Toute démocratie se doit de combattre les dérives autocratiques et les lourdeurs bureaucratiques. Une République digne de ce nom garantit la liberté d’expression et d’opinion.
La souveraineté réelle implique la transparence des actes refondateurs de l’Etat et l’obligation de rendre compte de leurs bienfaits pour le peuple, dans toute sa diversité. Une gouvernance responsable repose sur la recherche de l’équilibre entre les forces vives de la nation, le respect des engagements pris, l’application rigoureuse de la loi, l’indépendance de la justice, la crédibilité des institutions régaliennes et la protection inaltérable des droits humains.
Ces principes fondamentaux sont systématiquement invoqués à chaque changement de régime pour justifier une transition présentée comme salutaire, gage de sécurité et de développement. L’espoir renaît alors, la patience s’installe et la perspective d’un avenir meilleur suscite tolérance, confiance et engagement citoyen.
Le gouvernement de Transition se donne à voir : il multiplie les apparitions médiatiques et les démarches diplomatiques, soigneusement mises en scène pour asseoir sa légitimité. Les discours s’accompagnent de promesses de croissance, de stabilité, de justice et de rayonnement international.
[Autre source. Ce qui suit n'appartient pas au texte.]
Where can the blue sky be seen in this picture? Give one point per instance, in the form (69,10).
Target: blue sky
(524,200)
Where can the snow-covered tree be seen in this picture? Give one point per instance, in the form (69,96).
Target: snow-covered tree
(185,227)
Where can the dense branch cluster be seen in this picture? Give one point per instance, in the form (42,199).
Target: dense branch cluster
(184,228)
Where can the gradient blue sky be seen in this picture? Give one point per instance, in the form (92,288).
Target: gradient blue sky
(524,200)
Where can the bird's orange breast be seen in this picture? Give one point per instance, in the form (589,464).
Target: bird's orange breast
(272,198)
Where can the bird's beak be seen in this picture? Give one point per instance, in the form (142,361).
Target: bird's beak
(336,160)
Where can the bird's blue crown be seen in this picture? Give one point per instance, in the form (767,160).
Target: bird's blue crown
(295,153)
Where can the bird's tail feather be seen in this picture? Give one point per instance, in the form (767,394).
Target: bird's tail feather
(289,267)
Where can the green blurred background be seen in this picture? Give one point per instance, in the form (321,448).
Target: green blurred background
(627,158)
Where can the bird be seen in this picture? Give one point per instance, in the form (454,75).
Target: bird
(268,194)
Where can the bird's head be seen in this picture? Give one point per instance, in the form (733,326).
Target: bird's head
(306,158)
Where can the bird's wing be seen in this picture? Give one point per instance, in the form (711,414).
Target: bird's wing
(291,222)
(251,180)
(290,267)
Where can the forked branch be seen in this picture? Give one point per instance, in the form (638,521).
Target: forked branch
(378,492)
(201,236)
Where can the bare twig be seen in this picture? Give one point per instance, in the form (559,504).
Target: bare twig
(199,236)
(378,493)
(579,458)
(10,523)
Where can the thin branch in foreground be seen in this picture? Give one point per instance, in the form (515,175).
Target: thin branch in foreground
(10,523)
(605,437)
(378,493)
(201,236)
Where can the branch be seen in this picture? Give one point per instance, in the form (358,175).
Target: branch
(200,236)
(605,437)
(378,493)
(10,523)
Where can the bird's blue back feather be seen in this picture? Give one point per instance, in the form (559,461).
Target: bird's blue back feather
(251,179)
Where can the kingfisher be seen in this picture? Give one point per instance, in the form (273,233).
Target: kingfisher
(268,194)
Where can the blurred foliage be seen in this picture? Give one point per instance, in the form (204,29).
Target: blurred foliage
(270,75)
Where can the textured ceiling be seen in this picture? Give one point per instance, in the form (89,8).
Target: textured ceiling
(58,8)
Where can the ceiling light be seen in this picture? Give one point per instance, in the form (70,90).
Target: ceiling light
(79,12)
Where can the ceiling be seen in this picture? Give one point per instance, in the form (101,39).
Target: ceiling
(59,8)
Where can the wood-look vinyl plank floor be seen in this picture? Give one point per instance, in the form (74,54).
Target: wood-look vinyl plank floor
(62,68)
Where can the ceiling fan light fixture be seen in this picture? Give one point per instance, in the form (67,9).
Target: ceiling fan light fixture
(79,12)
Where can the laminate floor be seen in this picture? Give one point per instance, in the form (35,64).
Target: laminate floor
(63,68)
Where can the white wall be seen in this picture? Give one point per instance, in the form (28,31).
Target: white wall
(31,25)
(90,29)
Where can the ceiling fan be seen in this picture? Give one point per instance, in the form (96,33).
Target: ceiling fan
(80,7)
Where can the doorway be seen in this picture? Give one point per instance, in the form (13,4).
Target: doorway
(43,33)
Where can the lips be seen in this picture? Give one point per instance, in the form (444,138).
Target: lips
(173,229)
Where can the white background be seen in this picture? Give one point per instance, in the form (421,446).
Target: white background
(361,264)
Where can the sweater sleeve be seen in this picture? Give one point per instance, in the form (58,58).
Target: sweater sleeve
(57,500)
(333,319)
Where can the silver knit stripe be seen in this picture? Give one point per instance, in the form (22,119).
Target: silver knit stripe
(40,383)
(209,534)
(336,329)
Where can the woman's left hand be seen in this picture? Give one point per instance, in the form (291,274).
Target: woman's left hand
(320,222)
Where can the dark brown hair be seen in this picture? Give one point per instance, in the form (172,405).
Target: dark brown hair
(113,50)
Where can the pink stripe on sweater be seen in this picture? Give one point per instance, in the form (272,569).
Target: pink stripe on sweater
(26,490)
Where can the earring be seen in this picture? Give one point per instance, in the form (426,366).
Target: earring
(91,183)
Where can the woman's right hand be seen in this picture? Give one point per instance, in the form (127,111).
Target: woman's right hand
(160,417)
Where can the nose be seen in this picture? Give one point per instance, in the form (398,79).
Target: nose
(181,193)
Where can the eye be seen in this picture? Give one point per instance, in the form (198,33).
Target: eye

Dans ce contexte, instaurer une discipline civique fondée sur la participation au redressement national semble être la voie obligée pour transformer l’élite défaillante d’hier en une société plus juste, solidaire et dynamique. La dignité nationale, l’unité civile et la légitimité populaire doivent être les fondements de ce difficile mais nécessaire processus de refondation. Mais lorsque les actes trahissent les promesses, le doute s’installe. La confiance chancelle, les citoyens s’interrogent, puis contestent… et peut-être, résistent.
Résister, c’est oser s’opposer sans être un ennemi.
Tout pouvoir doit accepter la critique. Elle n’est pas une agression, mais un acte civique destiné à enrichir le débat, à orienter l’action publique, à alerter sur des dérives possibles. La contestation démocratique n’est pas une menace à l’ordre public, mais une preuve de vitalité républicaine. Vouloir la réprimer, c’est fragiliser le contrat de confiance entre gouvernants et gouvernés et exposer le pays à des tensions inutiles.
Dans ce contexte, la rumeur persistante d’une dissolution des partis politiques est profondément préoccupante. Elle menace directement l’un des piliers de notre démocratie : le pluralisme. Si les autorités de la Transition envisagent une telle mesure, elles doivent entendre ceci : les partis politiques ne sont pas des fauteurs de trouble, mais des porteurs de dialogue, de représentativité et de paix. Ils ne sont pas là pour diviser, mais pour renforcer la cohésion nationale.
Toute refondation politique crédible exige la transparence dans la gestion du pouvoir, l’ouverture aux critiques et la participation de toutes les forces vives. Réduire les espaces d’expression, museler les voix divergentes ou marginaliser les partis, c’est nier les fondements mêmes de l’Etat de droit.
Le président de la Transition, garant de la mise en œuvre de la nouvelle Constitution (juillet 2023), doit rester fidèle à l’esprit de celle-ci, qui consacre explicitement le rôle des partis dans la vie démocratique. Supprimer le multipartisme serait non seulement une erreur politique, mais une faute historique.
Comme lui, et comme des millions de nos compatriotes, j’aime profondément notre Mali. Cet amour m’oblige à dire que toute décision qui va à l’encontre de la démocratie n’est pas une voie de salut, mais un dangereux égarement.